About Shawn

I was diagnosed with MS on August 13, 2009 only one month before I was to be married. I have two brothers and one sister. I also enjoy photography, running, working out, skiing, biking, reading and writing.I want to accomplish something that few others have ever done. The Big Hike, as we call it, will achieve that goal by calling attention to the fact that people with MS can still lead practical and fulfilling lives.

A ‘Thank You’ to the woman who inspired me

My grandmother frequently told me this story about my mom. When my mom was born she was born “in the surron” (enveloped in a protective film).  Among the country people of Puerto Rico this was a very auspicious occasion because it meant that the child would grow up to be highly intelligent.  Many years later this same endearing grandmother would tell me that our Labrador retriever, Kada, was highly intelligent because he was born with a protrusion emanating from the top of his head. How this one came about, I’m not quite sure.

I wasn’t born in the surron, or with a lump on my skull. As a matter of fact, the only bumps I could remember were the cocotazos (lumps) I used to get, from the nuns in Puerto Rico, when that glassy look would change my countenance as my daydreams infiltrated their lessons. Or, when my brother, Brandon, inspired by Saturday Night Live, would hold me in a head lock and impart some Pizza Man (Bill Murray ), nookies upon me.

Unlike my Mom, I was somewhat shy and awkward as a child and had to fight for any kind of scholastic success.  Even as an athlete, my mom was told that I had 2 left feet and would never be much of a runner. I always felt that I had to work harder, in everything, to reach any sort of proficiency.

Upon being diagnosed with MS I felt like that child being dealt yet another blow. A deluge of emotions overwhelmed me as I tried to understand the implications of the disease and how it would impact my life. How much more could I endure? I had lost my grandmother, gone through a bad divorce and survived a horrific car crash. Just when I thought my life was changing, I was engaged and within three weeks of getting married again, life had dealt me yet another blow.

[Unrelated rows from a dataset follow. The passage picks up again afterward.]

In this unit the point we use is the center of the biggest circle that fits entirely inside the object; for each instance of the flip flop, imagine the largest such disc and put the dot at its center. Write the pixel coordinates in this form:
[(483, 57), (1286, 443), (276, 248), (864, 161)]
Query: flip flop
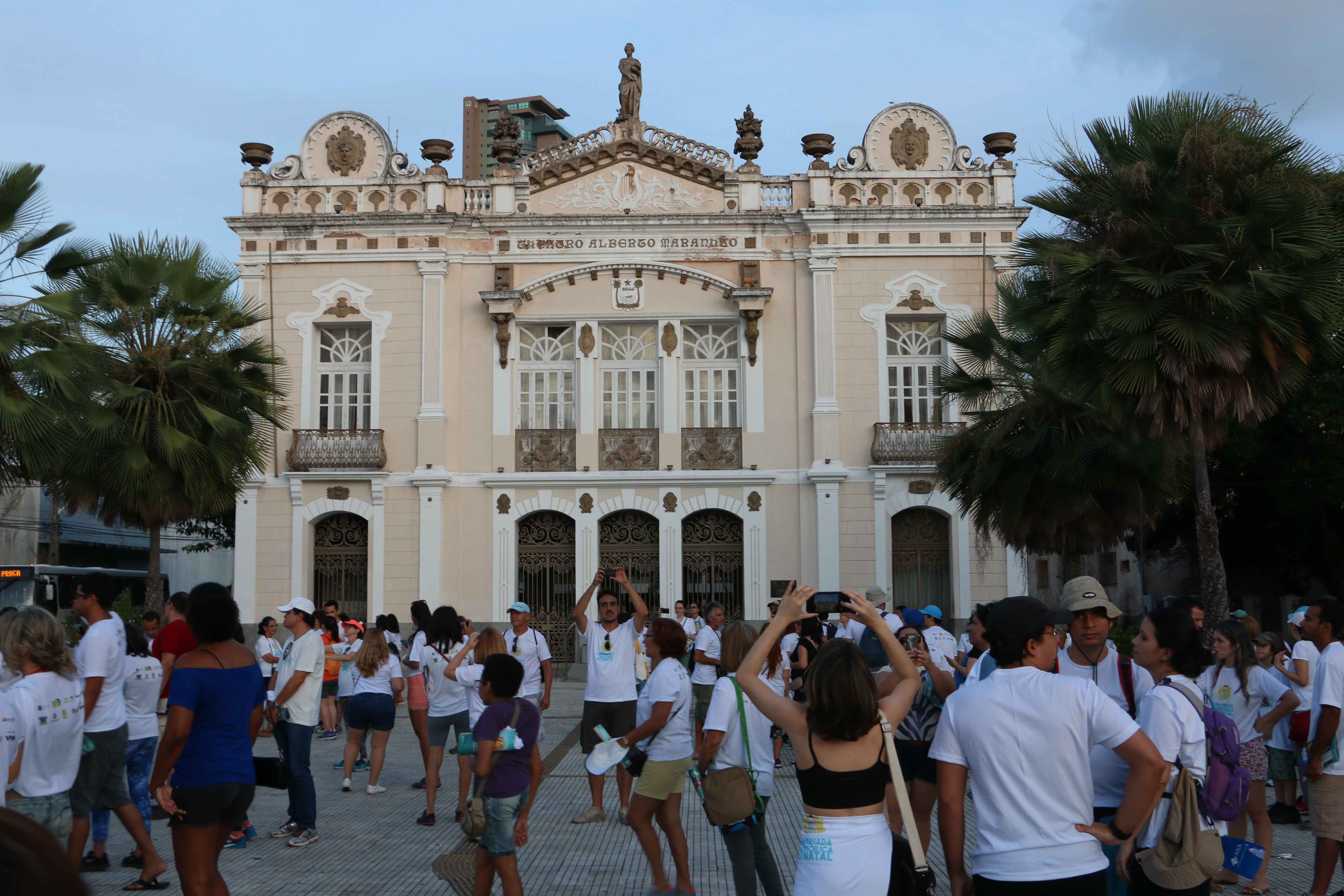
[(136, 886)]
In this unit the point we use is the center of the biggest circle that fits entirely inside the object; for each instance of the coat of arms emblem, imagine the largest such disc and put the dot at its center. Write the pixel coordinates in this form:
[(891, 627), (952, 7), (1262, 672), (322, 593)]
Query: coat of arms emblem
[(346, 151), (909, 146)]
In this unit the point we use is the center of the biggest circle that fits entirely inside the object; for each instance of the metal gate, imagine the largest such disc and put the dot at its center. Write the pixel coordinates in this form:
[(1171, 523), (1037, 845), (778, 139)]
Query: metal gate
[(921, 561), (631, 539), (546, 578), (712, 561), (341, 563)]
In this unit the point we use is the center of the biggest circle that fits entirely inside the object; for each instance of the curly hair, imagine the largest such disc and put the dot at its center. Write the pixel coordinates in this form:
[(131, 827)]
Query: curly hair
[(34, 633)]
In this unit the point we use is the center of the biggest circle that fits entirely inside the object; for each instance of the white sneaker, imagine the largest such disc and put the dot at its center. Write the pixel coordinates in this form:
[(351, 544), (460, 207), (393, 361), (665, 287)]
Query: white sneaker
[(589, 816)]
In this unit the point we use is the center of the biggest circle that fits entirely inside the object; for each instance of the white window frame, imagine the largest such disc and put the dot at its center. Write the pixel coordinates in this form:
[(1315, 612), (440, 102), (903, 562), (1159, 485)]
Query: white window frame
[(557, 362), (617, 370), (712, 375), (912, 378)]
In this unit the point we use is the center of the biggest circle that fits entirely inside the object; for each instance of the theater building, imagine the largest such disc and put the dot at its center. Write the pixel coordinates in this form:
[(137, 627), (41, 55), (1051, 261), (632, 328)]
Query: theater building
[(627, 350)]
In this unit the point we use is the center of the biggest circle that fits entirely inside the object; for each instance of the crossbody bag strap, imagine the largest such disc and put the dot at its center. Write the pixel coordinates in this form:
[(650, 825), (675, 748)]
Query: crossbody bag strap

Depression and sorrow was not what I had expected my new marriage to be full of.  The disease, in addition to medications that made me even more depressed, had paralyzed me into a lethargic, self-pitying coma. I became a dragon in my lair; a recluse who did not want to engage in any social activities that would remind me of the pre MS life that I yearned. The passion that I once held for art, reading, and running were ghost like remnants.

After long months of bereavement I finally understood that I could NOT let MS ruin my life. So with my final acceptance I placed a caveat: I would not let MS beat me.

I meditated, started running and writing again.  I continued my book about my experiences with MS called “Rising with Dignity” (copyrighted).  I also decided, with my husband, to hike 817 miles across the state of Arizona to raise awareness of MS. Yet, more importantly I wanted to help others find the strength and courage, inherently possessed, to overcome our fight against MS.

I was starting to become whole again, confident and courageous in my fight against MS . I still had MS but I would stay grounded and not let its talons swoop me away.  I would become that scrappy child again, fighting for what I believed was just – my right to a meaningful life.

And so even though my grandmother gave birth to a child in the surron it was she [my grandmother] who bequeathed each one of us with intelligence, courage and love.  I thank her for the woman I have become.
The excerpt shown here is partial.